The Alexandroupolis terminal will have a storage capacity up to 170.000 m3 and send out capacity of 700.000 m3/h (up to 6.1 bcm/y). The stakeholders are considering next steps to be taken and the establishment of the most appropriate corporate arrangements for undertaking the project’s development, construction and operation.


CE: DEPA has ambitions to become a hub for gas supplies to Central Asia. How do you plan to achieve it? Will you compete with Spain as a major supplier of regasified LNG to the European grids, Italy and Croatia? Does the EU have any agreed market position regarding this issue?

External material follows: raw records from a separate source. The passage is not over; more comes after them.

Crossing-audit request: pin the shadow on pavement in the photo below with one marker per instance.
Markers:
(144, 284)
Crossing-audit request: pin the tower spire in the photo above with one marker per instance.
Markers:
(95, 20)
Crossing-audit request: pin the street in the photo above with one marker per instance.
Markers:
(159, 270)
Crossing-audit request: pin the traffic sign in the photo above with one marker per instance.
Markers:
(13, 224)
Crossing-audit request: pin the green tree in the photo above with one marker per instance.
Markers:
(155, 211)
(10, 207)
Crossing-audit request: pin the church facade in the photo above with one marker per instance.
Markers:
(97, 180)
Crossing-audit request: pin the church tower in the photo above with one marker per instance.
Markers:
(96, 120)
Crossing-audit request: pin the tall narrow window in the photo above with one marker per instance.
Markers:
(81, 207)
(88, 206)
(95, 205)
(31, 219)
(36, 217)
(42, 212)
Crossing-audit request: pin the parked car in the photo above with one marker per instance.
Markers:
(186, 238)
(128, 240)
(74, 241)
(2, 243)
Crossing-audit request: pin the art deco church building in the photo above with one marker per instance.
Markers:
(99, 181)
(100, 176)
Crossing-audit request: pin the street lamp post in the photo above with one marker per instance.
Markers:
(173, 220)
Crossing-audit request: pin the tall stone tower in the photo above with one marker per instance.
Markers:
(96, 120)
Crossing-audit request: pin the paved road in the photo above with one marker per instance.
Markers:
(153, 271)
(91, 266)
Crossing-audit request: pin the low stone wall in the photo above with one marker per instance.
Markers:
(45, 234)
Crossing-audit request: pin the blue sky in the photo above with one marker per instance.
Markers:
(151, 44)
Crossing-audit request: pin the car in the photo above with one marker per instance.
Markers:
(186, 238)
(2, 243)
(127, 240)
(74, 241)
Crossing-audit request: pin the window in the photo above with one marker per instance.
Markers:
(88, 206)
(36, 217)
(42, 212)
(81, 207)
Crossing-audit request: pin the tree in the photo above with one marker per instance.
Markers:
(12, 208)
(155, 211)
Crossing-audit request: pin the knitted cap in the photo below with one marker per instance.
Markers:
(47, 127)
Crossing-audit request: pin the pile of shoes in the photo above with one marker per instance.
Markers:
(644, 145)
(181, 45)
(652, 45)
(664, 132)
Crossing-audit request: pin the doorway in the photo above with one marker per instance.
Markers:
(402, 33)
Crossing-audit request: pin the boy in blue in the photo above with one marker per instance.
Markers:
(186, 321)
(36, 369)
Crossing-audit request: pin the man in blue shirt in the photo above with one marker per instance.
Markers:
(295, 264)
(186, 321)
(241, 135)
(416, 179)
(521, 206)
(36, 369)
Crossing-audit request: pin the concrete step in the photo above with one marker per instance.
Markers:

George Spanoudis: Greece is geo-strategically well placed between gas producing countries and European markets. Accordingly one of DEPA’s main objectives is to develop infrastructure which strengthens Greece’s role as a potential regional gas hub. In this respect IGB and the FSRU in Alexandroupolis, as well as TAP (and possibly IGI) will contribute towards this goal and enable the flow of diversified sources of gas, in the regions (especially in South East Europe).  All the above projects are included in the EU 2nd PCIlist.


CE: What role will the Trans-Adriatic gas pipeline (TAP) play in this aspect? What stage has the project implementation reached?

George Spanoudis: TAP is a project of major importance which enhances the role of Greece as the EU’s gateway for gas from the Southern Corridor. DEPA does not however participate in TAP and therefore questions regarding its development should be addressed to its stakeholders.


CE: Does the company expect to develop LNG supply from the USA? What work is carried out in this direction?

George Spanoudis: DEPA's strategy is to have a secure but also diversified portfolio which is well positioned to capture synergies and opportunities from the global market dynamics.

LNG from the United States is an option which DEPA examines seriously. This and other opportunities in the area, including US LNG supply in the region, will be promoted by the availability of additional infrastructure such as the Northern Greece (Alexandroupolis) FSRU and IGB, both projects which DEPA actively supports and promotes as key to enhance competition and security of supply in our region.